There is also some disagreement among regions. The governor of Lombardy says bookshops in his hard-hit region will remain closed, but the leader of Liguria wants some construction sites to re-open, Italian media says.
Conte said the ‘signs of the epidemiological curve are encouraging’ but said it was still too early to lift the nationwide lockdown.
‘There are clear indications that the containment measures adopted so far by the Government are bearing fruit, but precisely for this reason we cannot nullify the efforts made so far,’ he said.
‘We have to make this extra effort. We must continue to respect the rules even [over Easter]. We must continue to maintain social distances.’

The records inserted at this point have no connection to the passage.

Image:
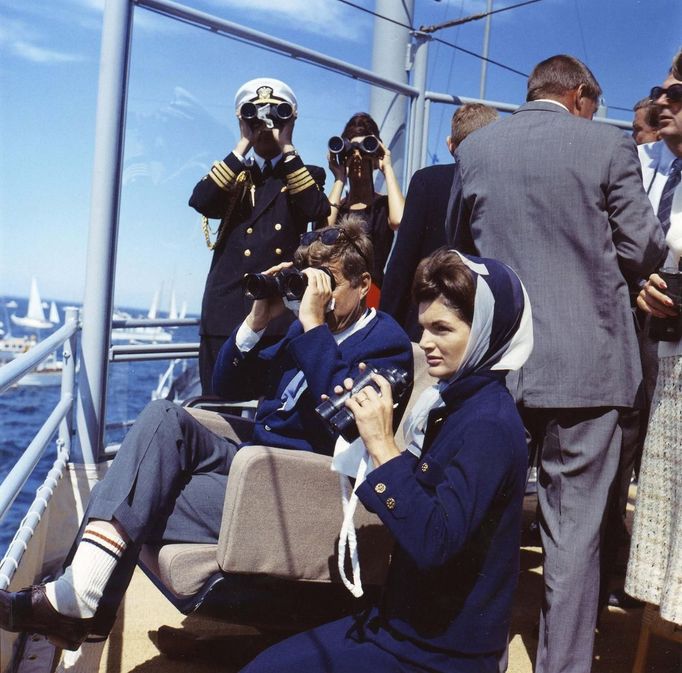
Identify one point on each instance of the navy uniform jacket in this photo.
(421, 232)
(267, 371)
(456, 517)
(256, 236)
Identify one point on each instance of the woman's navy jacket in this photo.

If Italy exits the lockdown too early ‘we would pay a very high price, in addition to the psychological and social cost,’ Conte warned.
Extending the emergency measures until May 3, he added: ‘This is a difficult but necessary decision for which I take all political responsibility.’
A medical worker attends to a patient in an intensive care unit of a Rome hospital on Saturday, with Italy’s death toll now slowing noticeably
A patient in Bologna’s Sant’Orsola hospital receives an Easter Sunday blessing from a priest wearing a mask and protective gear on Easter Sunday yesterday
Roberto Fico, the president of Italy’s Chamber of Deputies, has similarly spoken of a ‘psychological’ impact of the lockdown.
‘In these days of worry and suffering, discouragement can grow and fragility can emerge and increase,’ he said, pointing people towards government-backed mental health services.
Italy’s interior ministry is also using a phone app to help geo-locate reports of domestic of violence.
The government has also allocated €30 million (£26million) to help shelter female victims of domestic abuse.
The 431 new deaths that Italy announced yesterday marked the lowest daily figure since March 19, when the curve was still climbing.
The latest deaths brought the total from 19,468 to 19,899, a 2.2 per cent jump which is the lowest since the crisis began.
New infections increased by 4,092, which is not a record low but is 602 fewer than the 4,694 added to the tally on Saturday.
It takes the overall figure from 152,271 to 156,363.
The number of people receiving emergency care is dropping, the latest figures showed, while the number of people in non-critical hospital care is also down.
‘The pressure on our hospitals continues to ease,’ civil protection service chief Angelo Borrelli told reporters.